I hope that I have answered your question properly and I have not offended anyone in my answer.




do you think that a best friend you've had through middle school can remain your best friend in high school if you are very close right now? (link)
As long as you continue to enjoy each others company and have the same interests, then there is no reason whatsoever to lose that friendship.

People do drift apart when their life circumstances change, but often if you change together then you share another experience.

If you continue to make the effort of staying in touch and sticking together you should find that your friendship will grow.

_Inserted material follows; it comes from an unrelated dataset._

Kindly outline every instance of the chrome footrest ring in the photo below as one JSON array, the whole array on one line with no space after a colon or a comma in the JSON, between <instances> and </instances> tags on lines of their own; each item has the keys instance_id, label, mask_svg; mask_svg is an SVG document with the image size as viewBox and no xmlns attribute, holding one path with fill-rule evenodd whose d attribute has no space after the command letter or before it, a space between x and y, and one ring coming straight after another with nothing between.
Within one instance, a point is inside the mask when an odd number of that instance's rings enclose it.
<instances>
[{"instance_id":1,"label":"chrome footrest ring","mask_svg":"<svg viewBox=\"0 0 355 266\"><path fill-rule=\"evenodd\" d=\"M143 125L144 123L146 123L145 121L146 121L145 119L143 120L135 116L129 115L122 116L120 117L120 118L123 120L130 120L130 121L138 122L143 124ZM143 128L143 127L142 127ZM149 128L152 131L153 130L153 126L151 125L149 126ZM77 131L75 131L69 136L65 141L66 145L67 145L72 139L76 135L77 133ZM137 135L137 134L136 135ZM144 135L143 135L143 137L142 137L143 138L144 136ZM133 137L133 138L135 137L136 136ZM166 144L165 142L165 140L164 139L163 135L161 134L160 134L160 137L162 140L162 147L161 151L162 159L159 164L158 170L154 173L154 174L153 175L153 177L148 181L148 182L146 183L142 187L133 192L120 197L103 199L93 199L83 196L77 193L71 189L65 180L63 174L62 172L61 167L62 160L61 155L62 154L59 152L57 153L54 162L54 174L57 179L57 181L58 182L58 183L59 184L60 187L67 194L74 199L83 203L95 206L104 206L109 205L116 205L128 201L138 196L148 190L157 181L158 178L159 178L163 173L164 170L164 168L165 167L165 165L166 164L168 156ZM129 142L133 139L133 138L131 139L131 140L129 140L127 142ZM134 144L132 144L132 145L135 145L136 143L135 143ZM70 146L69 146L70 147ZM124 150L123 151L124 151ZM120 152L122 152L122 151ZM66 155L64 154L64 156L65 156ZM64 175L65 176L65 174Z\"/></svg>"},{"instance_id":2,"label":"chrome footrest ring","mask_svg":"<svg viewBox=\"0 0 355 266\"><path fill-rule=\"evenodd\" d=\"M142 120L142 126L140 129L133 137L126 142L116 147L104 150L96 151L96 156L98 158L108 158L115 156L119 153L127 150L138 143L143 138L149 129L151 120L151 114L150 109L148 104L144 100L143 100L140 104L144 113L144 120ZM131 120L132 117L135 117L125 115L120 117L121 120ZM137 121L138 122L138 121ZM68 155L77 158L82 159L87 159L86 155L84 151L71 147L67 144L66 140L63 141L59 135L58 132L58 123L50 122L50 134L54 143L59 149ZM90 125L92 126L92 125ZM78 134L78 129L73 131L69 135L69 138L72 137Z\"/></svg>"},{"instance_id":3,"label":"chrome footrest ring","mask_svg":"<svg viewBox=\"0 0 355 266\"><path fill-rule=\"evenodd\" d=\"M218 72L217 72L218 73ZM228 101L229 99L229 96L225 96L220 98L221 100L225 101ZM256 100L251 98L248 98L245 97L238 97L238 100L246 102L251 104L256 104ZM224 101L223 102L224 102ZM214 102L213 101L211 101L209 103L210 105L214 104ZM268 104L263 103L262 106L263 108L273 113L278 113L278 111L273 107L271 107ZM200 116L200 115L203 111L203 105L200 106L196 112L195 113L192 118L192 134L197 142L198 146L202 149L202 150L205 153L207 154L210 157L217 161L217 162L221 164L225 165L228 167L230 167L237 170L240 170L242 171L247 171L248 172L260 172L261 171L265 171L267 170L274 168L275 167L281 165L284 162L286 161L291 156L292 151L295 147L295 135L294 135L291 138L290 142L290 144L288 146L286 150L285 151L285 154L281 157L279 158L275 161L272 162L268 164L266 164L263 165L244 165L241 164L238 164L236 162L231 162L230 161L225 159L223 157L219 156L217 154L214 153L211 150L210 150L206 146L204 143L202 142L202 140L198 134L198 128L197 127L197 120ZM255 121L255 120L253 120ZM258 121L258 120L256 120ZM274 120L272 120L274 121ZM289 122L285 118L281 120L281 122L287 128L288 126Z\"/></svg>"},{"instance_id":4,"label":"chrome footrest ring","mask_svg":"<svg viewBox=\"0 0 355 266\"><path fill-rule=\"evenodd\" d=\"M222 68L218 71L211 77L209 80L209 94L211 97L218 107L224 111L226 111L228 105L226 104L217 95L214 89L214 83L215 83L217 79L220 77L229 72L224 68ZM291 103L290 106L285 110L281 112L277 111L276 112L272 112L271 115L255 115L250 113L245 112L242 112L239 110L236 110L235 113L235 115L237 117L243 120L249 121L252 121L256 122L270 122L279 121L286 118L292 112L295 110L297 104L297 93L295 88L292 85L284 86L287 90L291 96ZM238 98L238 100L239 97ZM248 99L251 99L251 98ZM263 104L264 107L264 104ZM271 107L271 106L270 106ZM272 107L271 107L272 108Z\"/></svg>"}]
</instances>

All the very best in your new school.


Yes just now i went into my moms room and i went in her closet and i found a bucket and i opened it and it was full of vomit i began crying and throwing things.. i had a feeling that she was doing that because one time i found vomit in the trash and she lied right to my face and said she was sick.. but she did it on purpose and i should of known that she eats a lot and she is extreamly skinny and weighs less than me.. i wrote her a not and put it on the bucket sayin that we need to talk and get you some help but i just have a feeling that shes gonna end up lying to me.. i mean im just have so much goin through me right now because im affraid she gonna end up killin herself and im just soo pissed off and upset

so it u would please please someone help me cuz i dont know what else to do :( (link)
I am so sorry that you are having to deal with your Mums issues. If you have a Dad around it would be a good idea to tell him. If not, is there another adult member of your family that you can talk to? This is your Mums problem not yours, but I do understand that it directly affects you. I can also understand your anger towards your Mum for doing this to herself. She needs professional help and the first person you need to approach with or without adult support is her doctor.

Your Mum has definitely got problems that need to be sorted out before she can start her recovery. People who deal with bullimia can best understand why she is hurting herself this way and can treat her mind as well as her body.

This is not going to be easy for you and you need to get support for yourself as well. If you are still at school ask to see the counsellor who can then point you in the right direction.

Your Mum will probably lie to you, perhaps in an effort to protect you from her illness, but you have to be strong for both of you and help her to face up to this. I don't know how old you are but I am guessing you are fairly young. Please start today with finding support for yourself. I wish you all the very best and hope that your Mum makes a good recovery. Take care.